In some cases, the first step was getting a proverbial foot in the door via legislation seeking limited direct access. Thus, for example, when Texas PTs in 1991 won the right to evaluate patients without referral, and to treat them for conditions or injuries that had been the subject of a physical therapy referral within the previous year, the state was added to the “direct access” list. APTA and the Texas Physical Therapy Association were thrilled to tout a victory that in today’s context seems perhaps minor. In 1991, however, securing evaluation without referral was a huge landmark. In those days, when physician referral was the norm and patients in some states lacked direct access even to evaluation by a PT, there were no “levels” of direct access. As different jurisdictions passed laws and regulations that granted varying degrees of access, the terms “unrestricted access,” “patient access with provisions,” and “limited patient access,” became three main categories used to identify a state’s level of direct access to PT services.
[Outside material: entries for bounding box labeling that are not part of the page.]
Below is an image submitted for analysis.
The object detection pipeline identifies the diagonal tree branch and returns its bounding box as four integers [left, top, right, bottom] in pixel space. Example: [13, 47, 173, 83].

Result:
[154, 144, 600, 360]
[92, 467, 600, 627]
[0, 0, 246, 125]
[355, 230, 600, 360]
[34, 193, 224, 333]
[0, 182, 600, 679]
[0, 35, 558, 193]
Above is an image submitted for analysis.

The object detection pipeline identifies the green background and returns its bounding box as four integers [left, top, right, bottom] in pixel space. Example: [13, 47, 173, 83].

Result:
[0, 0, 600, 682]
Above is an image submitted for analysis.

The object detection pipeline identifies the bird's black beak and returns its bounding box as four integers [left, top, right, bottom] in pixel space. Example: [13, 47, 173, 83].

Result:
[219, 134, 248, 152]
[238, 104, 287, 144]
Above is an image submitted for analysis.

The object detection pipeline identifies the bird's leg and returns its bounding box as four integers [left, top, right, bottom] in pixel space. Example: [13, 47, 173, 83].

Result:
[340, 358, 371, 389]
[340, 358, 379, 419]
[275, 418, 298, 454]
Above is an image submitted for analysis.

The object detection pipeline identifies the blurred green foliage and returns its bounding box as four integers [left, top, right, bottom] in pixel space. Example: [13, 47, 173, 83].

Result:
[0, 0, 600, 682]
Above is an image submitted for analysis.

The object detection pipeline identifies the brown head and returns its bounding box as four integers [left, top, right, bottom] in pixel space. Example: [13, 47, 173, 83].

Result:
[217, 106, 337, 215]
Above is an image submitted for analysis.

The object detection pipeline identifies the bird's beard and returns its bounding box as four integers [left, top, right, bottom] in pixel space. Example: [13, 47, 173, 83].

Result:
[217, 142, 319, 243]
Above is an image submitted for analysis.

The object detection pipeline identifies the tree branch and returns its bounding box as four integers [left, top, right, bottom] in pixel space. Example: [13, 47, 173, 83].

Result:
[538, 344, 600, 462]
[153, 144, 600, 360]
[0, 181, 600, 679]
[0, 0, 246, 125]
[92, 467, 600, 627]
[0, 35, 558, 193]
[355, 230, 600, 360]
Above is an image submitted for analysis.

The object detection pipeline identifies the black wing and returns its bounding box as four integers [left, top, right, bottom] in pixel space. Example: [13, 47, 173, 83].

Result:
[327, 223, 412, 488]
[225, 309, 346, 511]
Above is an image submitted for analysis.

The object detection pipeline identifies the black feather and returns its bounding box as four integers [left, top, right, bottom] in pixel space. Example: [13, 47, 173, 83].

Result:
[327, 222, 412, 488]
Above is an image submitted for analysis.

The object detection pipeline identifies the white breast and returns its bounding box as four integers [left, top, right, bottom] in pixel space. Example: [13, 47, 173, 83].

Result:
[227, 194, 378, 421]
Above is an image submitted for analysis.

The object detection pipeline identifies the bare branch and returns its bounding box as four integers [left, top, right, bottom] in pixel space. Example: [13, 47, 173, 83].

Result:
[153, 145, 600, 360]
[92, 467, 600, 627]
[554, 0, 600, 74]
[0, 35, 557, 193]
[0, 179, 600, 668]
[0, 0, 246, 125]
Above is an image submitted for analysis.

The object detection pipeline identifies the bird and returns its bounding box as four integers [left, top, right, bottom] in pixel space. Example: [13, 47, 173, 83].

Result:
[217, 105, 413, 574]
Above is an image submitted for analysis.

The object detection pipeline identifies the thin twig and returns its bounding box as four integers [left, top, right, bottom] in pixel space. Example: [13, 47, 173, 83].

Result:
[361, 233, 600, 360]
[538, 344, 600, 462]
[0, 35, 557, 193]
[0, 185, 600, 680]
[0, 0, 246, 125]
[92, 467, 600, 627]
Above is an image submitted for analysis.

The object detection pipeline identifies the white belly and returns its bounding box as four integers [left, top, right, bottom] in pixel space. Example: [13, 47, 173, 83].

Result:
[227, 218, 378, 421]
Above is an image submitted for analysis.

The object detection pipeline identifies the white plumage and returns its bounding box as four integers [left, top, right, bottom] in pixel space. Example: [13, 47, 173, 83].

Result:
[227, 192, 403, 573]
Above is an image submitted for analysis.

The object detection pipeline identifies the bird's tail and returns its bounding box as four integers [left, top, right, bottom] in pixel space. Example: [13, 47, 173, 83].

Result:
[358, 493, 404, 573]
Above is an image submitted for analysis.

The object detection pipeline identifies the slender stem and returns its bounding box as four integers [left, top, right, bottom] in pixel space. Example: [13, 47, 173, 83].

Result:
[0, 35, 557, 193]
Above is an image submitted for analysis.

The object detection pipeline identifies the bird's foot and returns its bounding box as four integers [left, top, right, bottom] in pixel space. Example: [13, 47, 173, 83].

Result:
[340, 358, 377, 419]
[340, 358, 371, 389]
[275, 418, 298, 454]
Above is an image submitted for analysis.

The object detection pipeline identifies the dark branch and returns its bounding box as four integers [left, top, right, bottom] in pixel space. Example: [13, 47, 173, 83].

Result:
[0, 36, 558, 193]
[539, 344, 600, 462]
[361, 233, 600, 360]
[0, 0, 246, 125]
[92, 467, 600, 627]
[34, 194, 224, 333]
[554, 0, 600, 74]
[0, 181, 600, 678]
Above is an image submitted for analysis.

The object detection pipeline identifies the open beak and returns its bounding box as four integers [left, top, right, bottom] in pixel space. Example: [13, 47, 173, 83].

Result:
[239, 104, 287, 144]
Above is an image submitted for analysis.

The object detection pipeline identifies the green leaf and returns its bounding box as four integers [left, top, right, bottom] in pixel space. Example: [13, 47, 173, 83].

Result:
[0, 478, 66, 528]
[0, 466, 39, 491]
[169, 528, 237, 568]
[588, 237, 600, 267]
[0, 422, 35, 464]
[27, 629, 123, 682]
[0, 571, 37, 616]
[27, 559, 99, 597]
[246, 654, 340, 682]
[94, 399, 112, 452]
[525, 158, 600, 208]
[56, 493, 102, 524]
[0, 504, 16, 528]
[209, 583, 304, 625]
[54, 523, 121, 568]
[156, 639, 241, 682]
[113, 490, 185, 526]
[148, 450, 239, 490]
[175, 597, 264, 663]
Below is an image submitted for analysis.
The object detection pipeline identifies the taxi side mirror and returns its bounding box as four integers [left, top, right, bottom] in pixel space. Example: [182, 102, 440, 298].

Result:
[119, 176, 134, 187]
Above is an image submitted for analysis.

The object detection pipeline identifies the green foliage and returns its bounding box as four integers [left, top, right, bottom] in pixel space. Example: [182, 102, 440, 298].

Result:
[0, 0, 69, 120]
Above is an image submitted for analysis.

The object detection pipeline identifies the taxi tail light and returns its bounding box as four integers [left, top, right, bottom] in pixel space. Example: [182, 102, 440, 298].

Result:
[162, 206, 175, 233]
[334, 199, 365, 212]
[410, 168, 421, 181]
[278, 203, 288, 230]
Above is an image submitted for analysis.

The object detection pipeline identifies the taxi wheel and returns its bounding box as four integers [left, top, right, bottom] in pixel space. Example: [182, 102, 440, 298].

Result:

Victories both big and small continued, with APTA supporting the chapters in their efforts and lauding their successes. The triumphs often fell far short of giving consumers unrestricted patient access to physical therapist services, and several chapters waged successful fights in the 2000s to further liberalize that access.
By the end of 2013, the Oklahoma and Michigan chapters were well-positioned to help achieve passage of legislation the following year to become the 49th and 50th states on the direct access list. That day came in 2015, and the achievement was recognized and hailed as the culmination of the thousands of PTs’ hard work on behalf of patients. However, APTA also recognized the fact that significant barriers to patient access remained in place in many states. In jurisdictions where “patient access with provisions” and “limited patient access” restrictions remain, efforts continue at both the chapter and national level to eliminate or ease them.